Sun-Times publisher files bankruptcy but stays the course
The Sun-Times Media Group, publisher of the Chicago Sun-Times and 58 other papers, has filed for Chapter 11 bankruptcy protection, with the intention of reorganizing its operations, settling a sizeable tax liability and possibly find a new buyer. The group's top eight papers have a combined total weekday circulation of 520,761, per the ABC.
No immediate changes are planned for production or delivery schedules, and the company reports that it has sufficient finances to operate through the restructuring, which executives estimate should last only a year. However, a bankruptcy judge could force wage and benefit reductions on the company's unions. Sun-Times chairman Jeremy Halbreich has said that a primary goal is to sustain the company's print and online operations and preserve as many jobs as possible.
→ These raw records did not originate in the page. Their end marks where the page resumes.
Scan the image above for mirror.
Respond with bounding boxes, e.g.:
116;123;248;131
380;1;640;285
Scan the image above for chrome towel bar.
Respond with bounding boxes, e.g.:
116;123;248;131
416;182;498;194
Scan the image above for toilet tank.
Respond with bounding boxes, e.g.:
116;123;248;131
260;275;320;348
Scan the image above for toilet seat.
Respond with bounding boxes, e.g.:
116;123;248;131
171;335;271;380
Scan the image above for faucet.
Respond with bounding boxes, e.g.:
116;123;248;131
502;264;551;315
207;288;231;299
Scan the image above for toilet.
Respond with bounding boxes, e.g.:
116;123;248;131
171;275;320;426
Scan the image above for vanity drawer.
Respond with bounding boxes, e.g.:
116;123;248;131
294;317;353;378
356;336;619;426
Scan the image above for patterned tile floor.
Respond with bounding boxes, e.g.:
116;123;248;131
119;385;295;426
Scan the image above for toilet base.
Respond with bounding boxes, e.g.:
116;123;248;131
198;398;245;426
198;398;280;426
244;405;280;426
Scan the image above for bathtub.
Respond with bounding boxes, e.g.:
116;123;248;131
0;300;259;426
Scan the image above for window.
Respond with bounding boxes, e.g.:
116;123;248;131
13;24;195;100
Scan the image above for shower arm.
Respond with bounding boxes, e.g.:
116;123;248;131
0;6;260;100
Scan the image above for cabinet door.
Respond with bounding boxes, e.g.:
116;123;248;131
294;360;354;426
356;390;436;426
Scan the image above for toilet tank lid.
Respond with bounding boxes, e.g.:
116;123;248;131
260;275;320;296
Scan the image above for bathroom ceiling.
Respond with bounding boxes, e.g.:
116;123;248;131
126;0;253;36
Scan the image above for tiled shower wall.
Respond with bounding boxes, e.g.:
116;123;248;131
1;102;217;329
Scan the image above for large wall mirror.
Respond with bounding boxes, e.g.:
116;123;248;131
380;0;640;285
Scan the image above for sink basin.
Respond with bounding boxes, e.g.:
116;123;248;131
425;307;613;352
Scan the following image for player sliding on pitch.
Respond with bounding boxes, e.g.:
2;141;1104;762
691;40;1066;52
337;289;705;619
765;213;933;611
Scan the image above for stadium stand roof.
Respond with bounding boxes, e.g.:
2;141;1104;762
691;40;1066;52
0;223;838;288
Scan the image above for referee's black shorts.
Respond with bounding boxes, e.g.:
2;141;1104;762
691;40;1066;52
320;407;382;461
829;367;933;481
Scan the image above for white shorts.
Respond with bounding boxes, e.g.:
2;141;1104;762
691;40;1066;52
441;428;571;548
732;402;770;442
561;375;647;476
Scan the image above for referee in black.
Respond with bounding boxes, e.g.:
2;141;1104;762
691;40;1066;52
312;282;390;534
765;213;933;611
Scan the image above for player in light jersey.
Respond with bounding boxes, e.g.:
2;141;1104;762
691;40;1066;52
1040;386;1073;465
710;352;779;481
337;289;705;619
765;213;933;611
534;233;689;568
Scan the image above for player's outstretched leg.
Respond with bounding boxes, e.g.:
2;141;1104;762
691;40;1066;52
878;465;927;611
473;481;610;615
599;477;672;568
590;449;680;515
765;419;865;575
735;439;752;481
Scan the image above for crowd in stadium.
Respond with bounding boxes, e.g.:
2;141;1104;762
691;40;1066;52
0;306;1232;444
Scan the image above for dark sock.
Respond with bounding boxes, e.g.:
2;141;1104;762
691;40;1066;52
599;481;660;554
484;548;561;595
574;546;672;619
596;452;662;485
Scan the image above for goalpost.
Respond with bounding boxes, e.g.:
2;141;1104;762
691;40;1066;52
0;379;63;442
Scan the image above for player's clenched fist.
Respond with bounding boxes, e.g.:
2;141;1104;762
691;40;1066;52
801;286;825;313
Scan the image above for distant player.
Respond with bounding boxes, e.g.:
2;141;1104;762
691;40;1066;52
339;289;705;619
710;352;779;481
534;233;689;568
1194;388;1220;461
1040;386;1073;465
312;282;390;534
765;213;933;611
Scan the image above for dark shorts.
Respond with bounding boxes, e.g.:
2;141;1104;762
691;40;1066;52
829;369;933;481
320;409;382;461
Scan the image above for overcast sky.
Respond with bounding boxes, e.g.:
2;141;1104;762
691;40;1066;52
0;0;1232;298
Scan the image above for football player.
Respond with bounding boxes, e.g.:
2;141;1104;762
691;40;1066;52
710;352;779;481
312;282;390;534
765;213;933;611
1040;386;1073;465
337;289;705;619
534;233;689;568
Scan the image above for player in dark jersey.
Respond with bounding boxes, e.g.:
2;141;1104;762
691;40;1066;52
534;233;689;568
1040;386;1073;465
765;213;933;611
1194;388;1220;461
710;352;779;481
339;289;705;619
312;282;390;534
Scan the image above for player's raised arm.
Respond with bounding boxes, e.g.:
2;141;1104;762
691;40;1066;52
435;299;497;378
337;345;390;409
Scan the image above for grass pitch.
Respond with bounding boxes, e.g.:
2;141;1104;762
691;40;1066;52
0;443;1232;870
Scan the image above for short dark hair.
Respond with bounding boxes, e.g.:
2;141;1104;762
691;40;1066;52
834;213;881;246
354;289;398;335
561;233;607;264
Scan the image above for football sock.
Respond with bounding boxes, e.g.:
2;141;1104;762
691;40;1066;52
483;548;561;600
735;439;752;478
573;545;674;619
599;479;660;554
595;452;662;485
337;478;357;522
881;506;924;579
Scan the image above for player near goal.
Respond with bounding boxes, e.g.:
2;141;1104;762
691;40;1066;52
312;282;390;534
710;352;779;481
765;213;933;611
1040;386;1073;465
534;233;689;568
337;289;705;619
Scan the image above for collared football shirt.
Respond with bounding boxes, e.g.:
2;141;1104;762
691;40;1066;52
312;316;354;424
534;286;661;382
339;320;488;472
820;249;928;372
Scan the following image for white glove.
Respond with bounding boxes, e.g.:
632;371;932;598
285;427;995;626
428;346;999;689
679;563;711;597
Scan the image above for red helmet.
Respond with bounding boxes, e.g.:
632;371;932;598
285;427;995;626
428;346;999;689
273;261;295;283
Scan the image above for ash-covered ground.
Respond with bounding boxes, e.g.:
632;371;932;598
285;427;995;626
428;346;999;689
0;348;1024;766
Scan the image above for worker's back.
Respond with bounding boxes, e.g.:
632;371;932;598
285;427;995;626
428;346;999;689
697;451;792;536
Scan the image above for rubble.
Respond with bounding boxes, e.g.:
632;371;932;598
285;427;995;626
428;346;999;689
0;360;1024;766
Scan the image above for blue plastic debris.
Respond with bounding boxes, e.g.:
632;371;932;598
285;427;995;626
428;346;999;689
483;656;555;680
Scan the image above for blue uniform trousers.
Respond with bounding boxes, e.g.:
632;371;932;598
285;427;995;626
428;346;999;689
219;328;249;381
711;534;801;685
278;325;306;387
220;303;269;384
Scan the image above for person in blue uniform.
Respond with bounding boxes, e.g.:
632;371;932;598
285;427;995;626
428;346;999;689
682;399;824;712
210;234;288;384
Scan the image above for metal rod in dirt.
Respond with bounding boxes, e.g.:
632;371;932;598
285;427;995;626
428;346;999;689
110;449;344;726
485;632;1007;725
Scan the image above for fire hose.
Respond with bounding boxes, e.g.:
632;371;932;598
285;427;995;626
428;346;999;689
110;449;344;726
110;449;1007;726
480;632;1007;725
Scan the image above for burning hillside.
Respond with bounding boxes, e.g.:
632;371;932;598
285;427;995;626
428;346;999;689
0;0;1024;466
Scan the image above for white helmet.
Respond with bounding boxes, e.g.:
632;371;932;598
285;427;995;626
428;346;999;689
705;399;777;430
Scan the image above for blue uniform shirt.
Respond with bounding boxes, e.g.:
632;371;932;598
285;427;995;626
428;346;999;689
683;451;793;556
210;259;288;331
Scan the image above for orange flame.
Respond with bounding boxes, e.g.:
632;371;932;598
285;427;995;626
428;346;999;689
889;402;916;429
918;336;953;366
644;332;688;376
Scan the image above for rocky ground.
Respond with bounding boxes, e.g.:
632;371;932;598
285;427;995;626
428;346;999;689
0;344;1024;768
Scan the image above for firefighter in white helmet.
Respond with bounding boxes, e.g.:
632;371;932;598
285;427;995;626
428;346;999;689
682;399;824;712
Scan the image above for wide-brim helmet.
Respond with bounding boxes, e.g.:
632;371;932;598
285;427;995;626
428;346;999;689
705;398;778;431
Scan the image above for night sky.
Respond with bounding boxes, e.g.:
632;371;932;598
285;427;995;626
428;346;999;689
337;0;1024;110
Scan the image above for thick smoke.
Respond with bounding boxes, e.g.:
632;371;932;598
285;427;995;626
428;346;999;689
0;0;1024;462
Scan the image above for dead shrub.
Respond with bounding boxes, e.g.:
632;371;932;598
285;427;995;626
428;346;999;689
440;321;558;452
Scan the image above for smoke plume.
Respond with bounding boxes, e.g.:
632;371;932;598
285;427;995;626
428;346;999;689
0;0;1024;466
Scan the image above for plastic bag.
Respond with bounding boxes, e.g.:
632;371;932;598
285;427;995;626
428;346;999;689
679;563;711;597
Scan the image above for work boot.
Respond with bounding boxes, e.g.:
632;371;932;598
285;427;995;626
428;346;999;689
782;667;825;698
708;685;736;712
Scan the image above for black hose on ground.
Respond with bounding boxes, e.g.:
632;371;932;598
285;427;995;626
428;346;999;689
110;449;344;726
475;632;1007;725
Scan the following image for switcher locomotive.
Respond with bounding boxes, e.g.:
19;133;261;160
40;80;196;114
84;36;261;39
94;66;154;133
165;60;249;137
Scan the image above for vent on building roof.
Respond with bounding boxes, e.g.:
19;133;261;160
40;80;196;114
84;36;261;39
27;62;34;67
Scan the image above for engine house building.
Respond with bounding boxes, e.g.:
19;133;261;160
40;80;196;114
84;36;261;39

“If you are a subscriber to any of our publications, your newspaper will continue to be delivered as it is today, and you will still get the great mix of news, sports, features and opinion that you count on in each edition,” read a letter to readers from Halbreich. “Like many U.S. companies today and like many other newspaper companies across the country, Sun-Times Media Group has faced significant declines in revenue. This process will help us to better address these challenges and ultimately work toward strengthening our commitment to remaining the Chicago area's best, most reliable and most distinguished source of news and information for our readers.”
Halbreich added in his letter that regular updates on the restructuring process will be posted to thesuntimesgroup.com.
The Sun-Times joins the ranks of fellow Chicago publisher, the Tribune Co., which filed bankruptcy in December 2008. However, unlike other debt-ridden newspapers, the Sun-Times' only significant creditor is the IRS. The IRS claims the company owes up to $608 million in back taxes and penalties incurred by former controlling owner, the now-imprisoned Conrad Black.
The Sun-Times has hired Huron Consulting Group to advise it through the restructuring and Kirkland & Ellis as legal counsel. It also has hired Rothschild Inc. to help field buyout offers. Halbreich said that several potential buyers have already come forward.